CLI usage for scanning your Gorilla Mux API:

npm install -g middlebrick
middlebrick scan https://api.yourdomain.com --output json --verbose

This would produce a detailed report showing any mass assignment vulnerabilities detected, with severity levels and specific remediation guidance for Gorilla Mux patterns.

Remediating mass assignment vulnerabilities in Gorilla Mux applications requires a defense-in-depth approach.
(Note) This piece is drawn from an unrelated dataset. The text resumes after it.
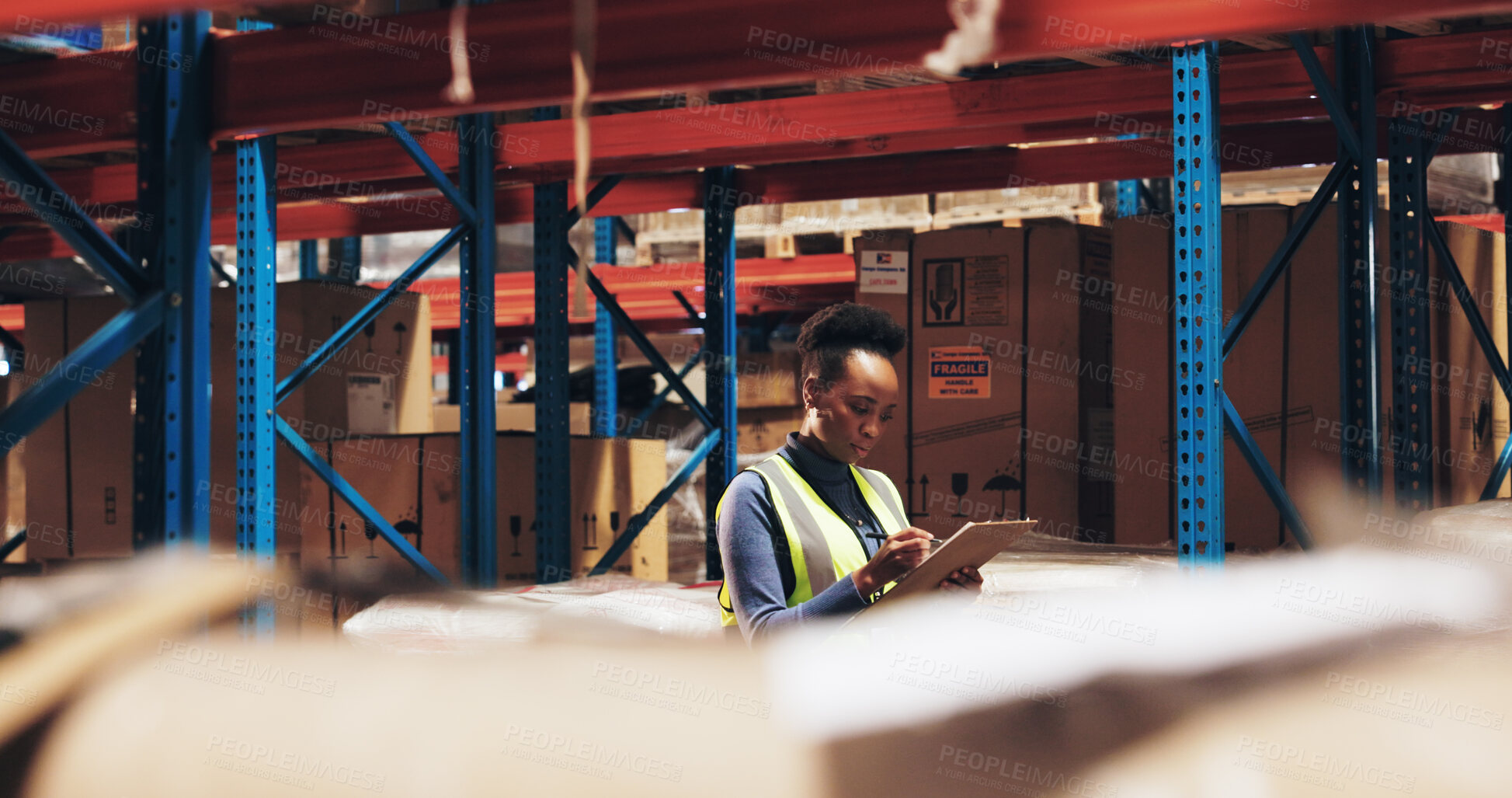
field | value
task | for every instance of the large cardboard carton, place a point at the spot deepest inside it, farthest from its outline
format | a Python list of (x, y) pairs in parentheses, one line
[(1283, 375), (12, 479), (1141, 295), (1469, 405), (999, 343), (415, 482), (884, 266), (82, 499), (513, 415)]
Here are specific patterns that work with Gorilla Mux's architecture:

1. Whitelist Parameter Binding

Instead of automatically binding all parameters, explicitly select only the fields you need:

type UserUpdateRequest struct {
    Name  string `json:"name"`
    Email string `json:"email"`
}

func updateUser(w http.ResponseWriter, r *http.Request) {
    vars := mux.Vars(r)
    id := vars["id"]
    
    var update UserUpdateRequest
    if err := json.NewDecoder(r.Body).Decode(&update); err != nil {
        http.Error(w, err.Error(), http.StatusBadRequest)
        return
    }
    
    // Only update allowed fields, ignore any ID in body
    db.UpdateUserNameEmail(id, update.Name, update.Email)
}

2. Separate Path and Body IDs

Never trust IDs from request body when they should come from path parameters:

func updateUser(w http.ResponseWriter, r *http.Request) {
    vars := mux.Vars(r)
    pathID := vars["id"]
    
    var update UserUpdate
    if err := json.NewDecoder(r.Body).Decode(&update); err != nil {
        http.Error(w, err.Error(), http.StatusBadRequest)
        return
    }
    
    // Validate that body ID matches path ID (if present)
    if update.ID != "" && update.ID != pathID {
        http.Error(w, "ID mismatch", http.StatusBadRequest)
        return
    }
    
    // Use path ID exclusively
    db.UpdateUser(pathID, update)
}

3. Context-Based Authorization

Derive user context from authentication middleware rather than request parameters:

func authMiddleware(next http.Handler) http.Handler {
    return http.HandlerFunc(func(w http.ResponseWriter, r *http.Request) {
        // Extract user from JWT or session
        userID := extractUserIDFromToken(r)
        ctx := context.WithValue(r.Context(), "userID", userID)
        next.ServeHTTP(w, r.WithContext(ctx))
    })
}

func listUserProducts(w http.ResponseWriter, r *http.Request) {
    vars := mux.Vars(r)
    requestedUserID := vars["user_id"]
    
    // Get actual user from context, not from request
    actualUserID := r.Context().Value("userID").(string)
    
    if actualUserID != requestedUserID {
        http.Error(w, "Access denied", http.StatusForbidden)
        return
    }
    
    products := db.GetProductsForUser(actualUserID)
}

4. Input Validation and Sanitization

Validate all incoming data before processing:

func validateUpdateRequest(update UserUpdate) error {
    if update.ID != "" {
        return errors.New("ID field not allowed in update")
    }
    if update.Role != "" {
        return errors.New("role modification not permitted")
    }
    if update.IsAdmin {
        return errors.New("admin privilege escalation detected")
    }
    return nil
}

func updateUser(w http.ResponseWriter, r *http.Request) {
    vars := mux.Vars(r)
    id := vars["id"]
    
    var update UserUpdate
    if err := json.NewDecoder(r.Body).Decode(&update); err != nil {
        http.Error(w, err.Error(), http.StatusBadRequest)
        return
    }
    
    if err := validateUpdateRequest(update); err != nil {
        http.Error(w, err.Error(), http.StatusForbidden)
        return
    }
    
    db.UpdateUser(id, update)
}

5. Using middleBrick for Continuous Monitoring

Integrate middleBrick into your development workflow to catch these issues early:

# .github/workflows/security.yml
name: Security Scan
on: [push, pull_request]

jobs:
  security:
    runs-on: ubuntu-latest
    steps:
    - uses: actions/checkout@v3
    - name: Run middleBrick Scan
      run: |
        npm install -g middlebrick
        middlebrick scan https://staging-api.yourdomain.com --fail-below B
    - name: Upload Report
      uses: actions/upload-artifact@v3
      with:
        name: security-report
        path: middlebrick-report.json

This GitHub Action will fail your build if the security score drops below a B grade, catching mass assignment vulnerabilities before they reach production.